Electrospray fabrication of doxorubicin-chitosan-tripolyphosphate nanoparticles for delivery of doxorubicin.

This work focused on a new technique for the preparation of doxorubicin (DOX) loaded chitosan (CS) nanoparticles (DOX-CS) - formation by electrospray ionization in the presence of tripolyphosphate (TPP) as the stabilizer. The working distance, needle gauge, flow rate, stirring rate, electrospraying voltage and DOX to CS molar ratio were sequentially and individually optimized and found to be a 26 gauge needle, an applied voltage of 13 kV, a flow rate of 0.5 mL/h, a working distance of 8 cm and a stirring rate of 400 rpm. The incorporation of chemically unchanged DOX with the CS into the particles was ascertained by Fourier transformed infrared spectroscopy (FT-IR), differential scanning calorimetry (DSC) and thermogravimetric analysis (TGA).
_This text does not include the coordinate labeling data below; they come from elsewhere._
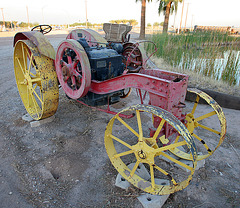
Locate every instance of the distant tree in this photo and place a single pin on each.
(133, 22)
(143, 18)
(167, 7)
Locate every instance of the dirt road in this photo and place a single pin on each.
(64, 163)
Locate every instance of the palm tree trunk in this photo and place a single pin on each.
(166, 19)
(143, 14)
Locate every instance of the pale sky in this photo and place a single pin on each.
(200, 12)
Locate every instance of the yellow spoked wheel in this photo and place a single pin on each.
(36, 80)
(129, 146)
(207, 125)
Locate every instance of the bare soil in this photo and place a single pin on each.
(64, 163)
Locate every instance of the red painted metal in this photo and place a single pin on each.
(79, 80)
(107, 110)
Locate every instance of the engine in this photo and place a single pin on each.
(106, 63)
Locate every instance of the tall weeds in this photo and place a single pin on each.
(208, 53)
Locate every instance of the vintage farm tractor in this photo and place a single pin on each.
(159, 134)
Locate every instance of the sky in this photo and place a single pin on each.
(196, 12)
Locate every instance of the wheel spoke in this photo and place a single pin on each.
(177, 161)
(123, 153)
(152, 176)
(166, 173)
(120, 141)
(209, 129)
(24, 60)
(203, 142)
(139, 125)
(169, 147)
(69, 59)
(205, 116)
(159, 129)
(34, 103)
(126, 125)
(33, 90)
(28, 95)
(23, 71)
(195, 104)
(30, 63)
(134, 168)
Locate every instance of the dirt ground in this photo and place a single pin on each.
(64, 163)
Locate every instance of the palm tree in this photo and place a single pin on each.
(143, 18)
(167, 6)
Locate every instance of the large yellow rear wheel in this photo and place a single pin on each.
(130, 147)
(36, 80)
(207, 125)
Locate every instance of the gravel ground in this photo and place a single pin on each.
(64, 163)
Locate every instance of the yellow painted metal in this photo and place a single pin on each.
(36, 80)
(38, 39)
(193, 123)
(146, 150)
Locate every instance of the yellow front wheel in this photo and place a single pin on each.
(129, 146)
(36, 80)
(206, 123)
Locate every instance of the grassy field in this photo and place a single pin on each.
(214, 55)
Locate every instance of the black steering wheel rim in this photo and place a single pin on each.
(41, 29)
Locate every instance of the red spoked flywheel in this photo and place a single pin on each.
(73, 68)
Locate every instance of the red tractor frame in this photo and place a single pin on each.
(156, 133)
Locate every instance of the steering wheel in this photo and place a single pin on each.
(44, 29)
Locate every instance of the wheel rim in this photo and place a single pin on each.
(208, 130)
(36, 80)
(73, 69)
(135, 59)
(139, 149)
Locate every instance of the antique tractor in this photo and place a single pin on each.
(158, 134)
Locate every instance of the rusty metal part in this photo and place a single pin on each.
(92, 37)
(36, 80)
(39, 40)
(107, 110)
(73, 68)
(44, 29)
(125, 95)
(126, 141)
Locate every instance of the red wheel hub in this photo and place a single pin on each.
(73, 69)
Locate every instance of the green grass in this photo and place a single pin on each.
(206, 53)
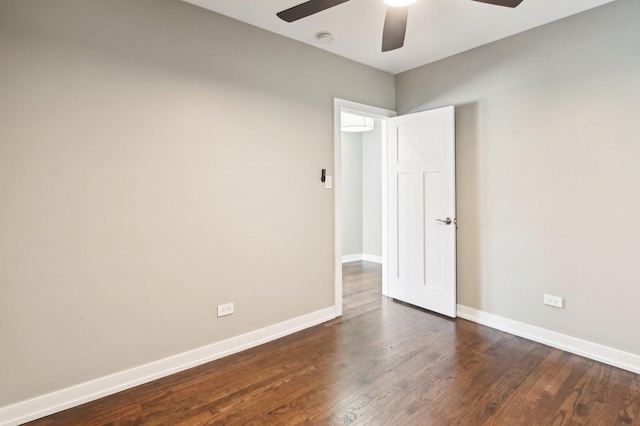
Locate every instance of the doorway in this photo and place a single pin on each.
(361, 241)
(417, 186)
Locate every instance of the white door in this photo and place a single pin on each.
(421, 216)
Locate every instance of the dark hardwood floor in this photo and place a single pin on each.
(382, 363)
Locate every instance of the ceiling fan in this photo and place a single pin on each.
(395, 22)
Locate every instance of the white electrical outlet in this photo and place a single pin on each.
(226, 309)
(552, 300)
(328, 182)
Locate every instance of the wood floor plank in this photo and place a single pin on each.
(381, 363)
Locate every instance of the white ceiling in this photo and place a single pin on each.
(436, 29)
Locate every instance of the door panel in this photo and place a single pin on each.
(421, 173)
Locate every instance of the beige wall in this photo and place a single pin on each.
(548, 142)
(156, 160)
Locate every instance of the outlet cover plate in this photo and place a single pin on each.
(554, 301)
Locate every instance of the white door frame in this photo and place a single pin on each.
(340, 105)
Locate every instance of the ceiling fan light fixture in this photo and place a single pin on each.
(399, 3)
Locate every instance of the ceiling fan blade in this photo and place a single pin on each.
(395, 27)
(505, 3)
(307, 8)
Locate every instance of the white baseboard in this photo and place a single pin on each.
(595, 351)
(362, 256)
(63, 399)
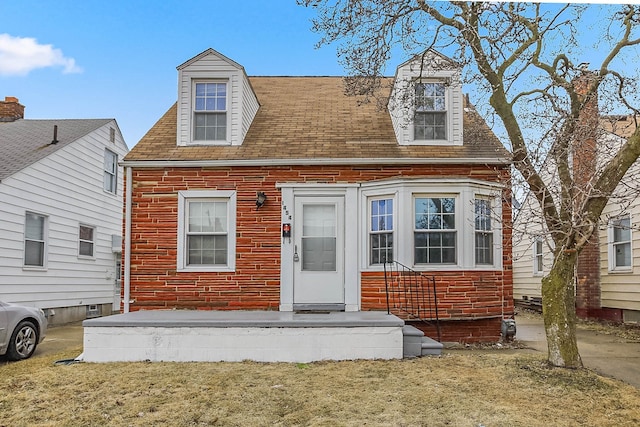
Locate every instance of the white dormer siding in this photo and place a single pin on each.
(442, 76)
(234, 108)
Under these optimized conditions, the DOX-CS particles were found to be nanoparticles of approximately 300-570 (dry particles) or 530-870 nm diameter (hydrated particles), with a PDI and SPAN polydispersity indices of 0.97-0.82 and 0.62-0.64, respectively, for initial DOX loading levels of 0.25-1%, as determined by SEM and particle size analyzer, respectively. Moreover, a high encapsulation efficiency (EE) of DOX into the nanoparticles was attained, ranging from 63.4 to 67.9% EE at 1 to 0.25% DOX loading. Finally, the in vitro DOX release behaviors of the DOX-CS particles revealed a prolonged release of DOX over at least seven hours.